Shares in Tianjin Port sank 13.04 percent to HK$1.40 — their biggest loss since 2009 — as fears mounted that hundreds of tonnes of cyanide released by deadly blasts last week could  hamper shipments long-term.

On the mainland, the benchmark Shanghai Composite Index gained 28.33 points to 3,993.67 on turnover of 626.3 billion yuan ($97.9 billion) after news Beijing will keep up state support of shares.

The Shenzhen Composite Index, which tracks stocks on China’s second exchange, rose 0.74 percent, or 17.09 points, to 2,327.49 on turnover of 560.4 billion yuan.

China Securities Finance Corp., one of the government’s key tools to support equities after some four trillion yuan was wiped off Shanghai shares in a matter of weeks, will keep its role for years to come.

It will stabilise shares in case of “abnormal fluctuations” that could cause systematic risk, China’s security regulator said after trading ended on Friday.

“The announcement is positive to the market,” Zhang Yanbing, an analyst from Zheshang Securities, told AFP.

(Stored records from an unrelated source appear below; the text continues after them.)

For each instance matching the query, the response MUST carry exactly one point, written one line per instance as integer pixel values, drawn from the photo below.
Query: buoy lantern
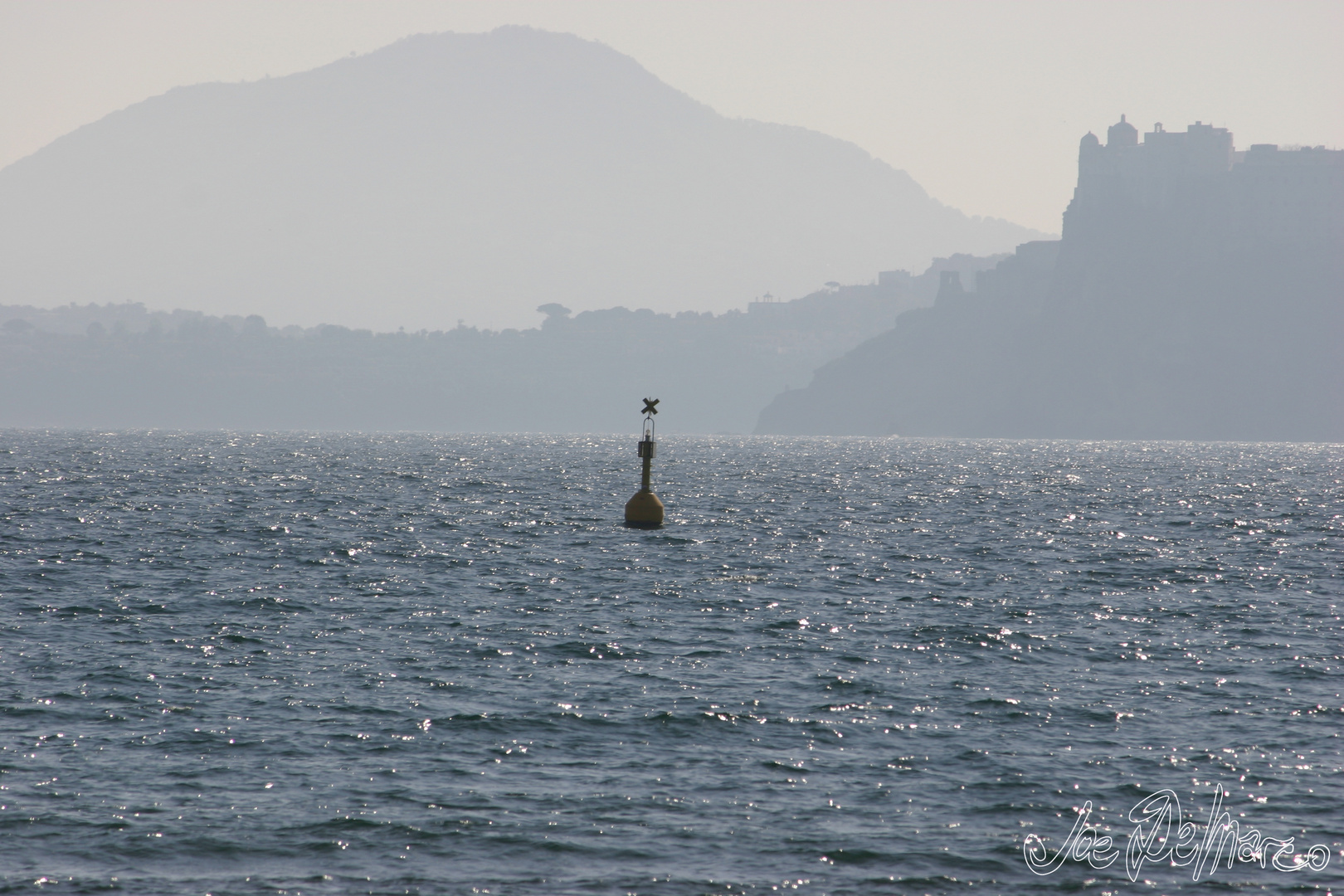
(644, 511)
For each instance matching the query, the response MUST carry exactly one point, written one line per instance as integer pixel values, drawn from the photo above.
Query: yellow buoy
(644, 511)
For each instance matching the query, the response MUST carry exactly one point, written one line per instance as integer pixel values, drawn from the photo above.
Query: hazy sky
(981, 102)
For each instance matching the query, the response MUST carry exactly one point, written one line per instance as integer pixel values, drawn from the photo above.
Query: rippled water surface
(338, 664)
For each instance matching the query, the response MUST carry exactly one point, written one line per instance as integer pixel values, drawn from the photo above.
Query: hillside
(1198, 293)
(455, 178)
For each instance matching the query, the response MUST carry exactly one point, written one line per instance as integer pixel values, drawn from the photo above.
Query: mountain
(1198, 293)
(455, 176)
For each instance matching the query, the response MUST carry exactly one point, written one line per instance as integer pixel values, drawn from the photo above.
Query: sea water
(437, 664)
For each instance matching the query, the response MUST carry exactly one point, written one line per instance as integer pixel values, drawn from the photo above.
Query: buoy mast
(645, 511)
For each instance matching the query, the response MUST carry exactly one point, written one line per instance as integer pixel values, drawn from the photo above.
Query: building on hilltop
(1163, 217)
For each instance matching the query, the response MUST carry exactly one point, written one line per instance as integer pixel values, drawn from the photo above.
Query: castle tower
(1121, 134)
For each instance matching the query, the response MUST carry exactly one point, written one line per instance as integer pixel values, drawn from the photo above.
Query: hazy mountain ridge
(1198, 293)
(455, 176)
(124, 366)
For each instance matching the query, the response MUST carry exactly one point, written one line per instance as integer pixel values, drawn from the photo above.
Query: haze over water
(257, 664)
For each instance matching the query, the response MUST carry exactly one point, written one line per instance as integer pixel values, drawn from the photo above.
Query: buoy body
(645, 511)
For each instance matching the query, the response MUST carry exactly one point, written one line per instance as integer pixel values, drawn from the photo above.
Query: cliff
(455, 178)
(1196, 293)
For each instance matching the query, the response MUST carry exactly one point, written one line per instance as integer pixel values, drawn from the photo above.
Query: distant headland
(1196, 293)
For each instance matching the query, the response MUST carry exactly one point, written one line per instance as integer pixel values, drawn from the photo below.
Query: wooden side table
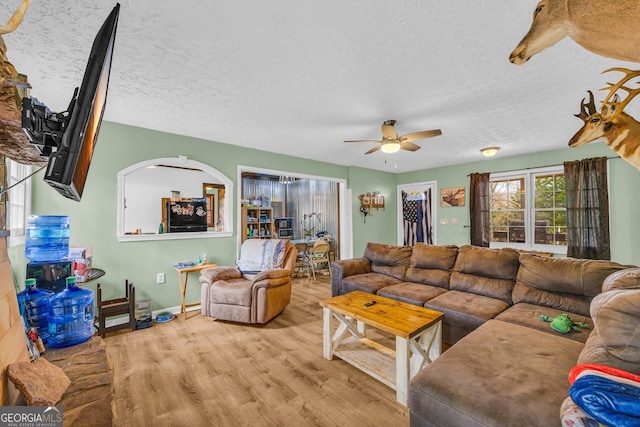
(183, 279)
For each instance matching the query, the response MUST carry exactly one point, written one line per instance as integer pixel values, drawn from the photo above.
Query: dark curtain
(587, 203)
(479, 209)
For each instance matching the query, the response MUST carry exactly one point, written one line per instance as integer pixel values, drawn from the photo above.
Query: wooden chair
(319, 255)
(302, 262)
(117, 307)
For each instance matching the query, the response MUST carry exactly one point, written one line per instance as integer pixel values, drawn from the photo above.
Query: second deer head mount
(617, 129)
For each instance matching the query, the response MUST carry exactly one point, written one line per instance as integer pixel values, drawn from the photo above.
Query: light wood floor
(203, 372)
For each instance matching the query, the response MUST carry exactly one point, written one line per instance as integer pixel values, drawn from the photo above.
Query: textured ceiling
(299, 76)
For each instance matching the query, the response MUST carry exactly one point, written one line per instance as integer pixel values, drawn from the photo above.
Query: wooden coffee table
(418, 333)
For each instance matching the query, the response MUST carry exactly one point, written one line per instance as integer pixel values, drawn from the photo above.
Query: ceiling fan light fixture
(489, 152)
(390, 147)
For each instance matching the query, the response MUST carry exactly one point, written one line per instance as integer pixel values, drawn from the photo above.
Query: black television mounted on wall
(68, 138)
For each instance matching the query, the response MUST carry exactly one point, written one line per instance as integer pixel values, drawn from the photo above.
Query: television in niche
(68, 138)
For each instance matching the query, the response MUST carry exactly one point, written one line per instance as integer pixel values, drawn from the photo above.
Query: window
(528, 210)
(18, 200)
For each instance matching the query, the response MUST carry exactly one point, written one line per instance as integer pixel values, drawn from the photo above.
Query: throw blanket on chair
(261, 254)
(607, 394)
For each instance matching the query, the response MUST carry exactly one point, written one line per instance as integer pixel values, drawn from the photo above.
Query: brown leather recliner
(228, 293)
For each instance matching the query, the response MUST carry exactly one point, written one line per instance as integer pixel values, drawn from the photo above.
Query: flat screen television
(69, 138)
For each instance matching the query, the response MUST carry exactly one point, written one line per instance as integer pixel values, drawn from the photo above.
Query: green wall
(379, 227)
(93, 220)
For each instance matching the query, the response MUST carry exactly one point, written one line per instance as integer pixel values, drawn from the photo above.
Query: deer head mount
(620, 131)
(604, 27)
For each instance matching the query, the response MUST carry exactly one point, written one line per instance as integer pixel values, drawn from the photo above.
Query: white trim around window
(528, 175)
(18, 201)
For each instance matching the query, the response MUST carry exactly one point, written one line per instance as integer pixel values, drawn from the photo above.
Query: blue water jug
(47, 237)
(71, 319)
(34, 306)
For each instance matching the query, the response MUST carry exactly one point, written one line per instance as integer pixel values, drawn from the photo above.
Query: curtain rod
(538, 167)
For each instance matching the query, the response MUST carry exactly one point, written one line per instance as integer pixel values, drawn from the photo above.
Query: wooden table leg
(327, 341)
(183, 292)
(402, 369)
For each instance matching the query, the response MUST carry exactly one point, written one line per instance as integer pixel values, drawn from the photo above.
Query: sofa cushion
(496, 377)
(623, 279)
(484, 271)
(368, 282)
(391, 260)
(616, 318)
(432, 265)
(466, 309)
(566, 284)
(529, 315)
(412, 293)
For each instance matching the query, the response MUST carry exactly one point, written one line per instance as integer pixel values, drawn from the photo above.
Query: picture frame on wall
(452, 196)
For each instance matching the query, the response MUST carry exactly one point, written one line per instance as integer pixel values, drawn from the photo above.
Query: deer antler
(615, 107)
(16, 19)
(588, 109)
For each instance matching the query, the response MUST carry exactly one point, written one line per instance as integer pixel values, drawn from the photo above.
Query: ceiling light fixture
(489, 152)
(286, 180)
(390, 147)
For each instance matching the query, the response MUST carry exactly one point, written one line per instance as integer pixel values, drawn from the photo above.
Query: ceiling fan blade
(389, 130)
(374, 149)
(415, 136)
(409, 146)
(364, 140)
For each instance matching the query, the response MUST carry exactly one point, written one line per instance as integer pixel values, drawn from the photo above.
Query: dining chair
(319, 255)
(302, 262)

Airline stocks were among the top gainers in Shanghai. China Eastern Airlines jumped by its 10 percent daily limit to 11.98 yuan and Hainan Airlines added 3.56 percent to 5.53 yuan.

Steel stocks also rose in Shanghai. Inner Mongolia BaoTou Steel added 3.47 percent to 5.07 yuan and Shandong Iron And Steel surged by its 10 percent daily limit to 4.81 yuan.

“Based on the time cycle, I expect the rebound to continue until the end of August,” Zhang Qi, an analyst from Haitong Securities told AFP, adding: “The market is less uncertain than before.”